Depending on how much funding USFWS obtains and how much restoration it can carry out, the Salt Works could then shut down, function partially or carry on as it does today. A full-on restoration would most likely close down the plant, since reconstituted salt ponds with free-flowing water could no longer facilitate salt harvesting.
Although salt harvesting would no longer be a commercially viable venture after restoration is implemented, a salt-production demonstration arena may still be in the works as part of a museum or visitor’s center, District 1 Supervisor Greg Cox said. Yuen said a small portion of the salt ponds would maintain high salt levels in order to support the birds who feed on brine shrimp found in high-salinity areas.
USFWS is in the process of obtaining funds to kick-off the first phase of restoration, and Yuen said that he is optimistic that over time full funding will be obtained for the expensive multi-million dollar endeavor.
A Symbiotic Relationship
The Salt Works has USFWS’ permission to use the USFWS-owned salt ponds, while the salt factory leases its lands from the airport authority. The salt production process, in turn, assists USFWS by maintaining salinity levels to sustain the birds feeding and nesting in the area.
Although the Salt Works has been sustaining wildlife for decades with its salt-production process, Strahl said the company began to actively support the surrounding habitat in 1999 when USFWS acquired the salt ponds. The Salt Works was ready to close that year, he said, but after realizing that the salt ponds sustained wildlife in the refuge, USFWS asked the Salt Works to stay open.
From then on, Strahl said, the company prioritized ecological maintenance, rather than salt production. While the company’s methods and production capacity changed little after 1999, he said, the shift in priorities was still “a flip flop.”
“Our primary product is refuge creation, our byproduct is salt,” Shtrahl said. “If we didn’t provide the habitat we wouldn’t continue making salt, whereas previously whether we provided habitat was a moot point — it happened to be coincidental that the environment we were creating created a wonderful habitat for the nesting shorebirds.”
Strahl said that as long as the Salt Works provides an ecological benefit for the area, the company will continue to operate. The Salt Works has also taken on a few other responsibilities, he said, such as placing sandy soils on levees which resemble beach sand and appeal to nesting shorebirds, he said.
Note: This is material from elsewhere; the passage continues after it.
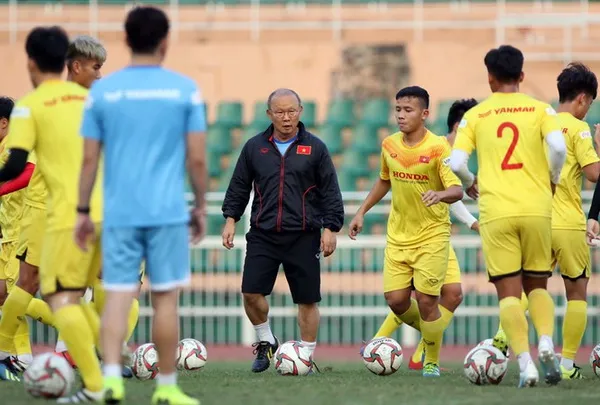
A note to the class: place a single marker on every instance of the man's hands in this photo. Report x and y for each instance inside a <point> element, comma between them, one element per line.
<point>328,242</point>
<point>228,233</point>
But for now, the Salt Works factory will stay put. The airport authority currently has no plans to sell the property or change the property’s designation as a salt production factory, Schultz said.
The Salt Works parcel fell into the airport authority’s hands in 2003, when the California legislature enacted the Airport Authority Act to create an agency that would represent the county of San Diego in managing San Diego International Airport. Under the act, the Unified Port of San Diego ceded the Salt Works parcel to the airport authority because the Unified Port of San Diego had purchased the parcel using federal aviation funds in 1998.
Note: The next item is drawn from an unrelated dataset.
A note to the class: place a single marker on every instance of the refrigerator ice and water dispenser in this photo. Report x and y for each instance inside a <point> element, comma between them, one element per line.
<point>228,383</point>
“The airport authority is in an odd situation, they have these 17 acres that they got through sort of a fluke,” Cox said. “They don’t have any real long-term interests in the property. I think they’re willing to work with this, and if we can come up with a viable plan and figure out how we can finance the plan.”
Architect Glenn Schmidt, whose firm has been contracted by Sandag to draft the Salt Works’ vision plan, said the vision plan could become a useful tool for the future, should public agencies seek grants to redevelop the area.
“You can almost say [the vision plan] is a promotion piece to say what could happen if this was used for public use,” Schmidt said. “It helps everyone to understand where we have opportunities in the future. Rather than it be condos, wouldn’t it be nicer to have it be a place that the public can enjoy?”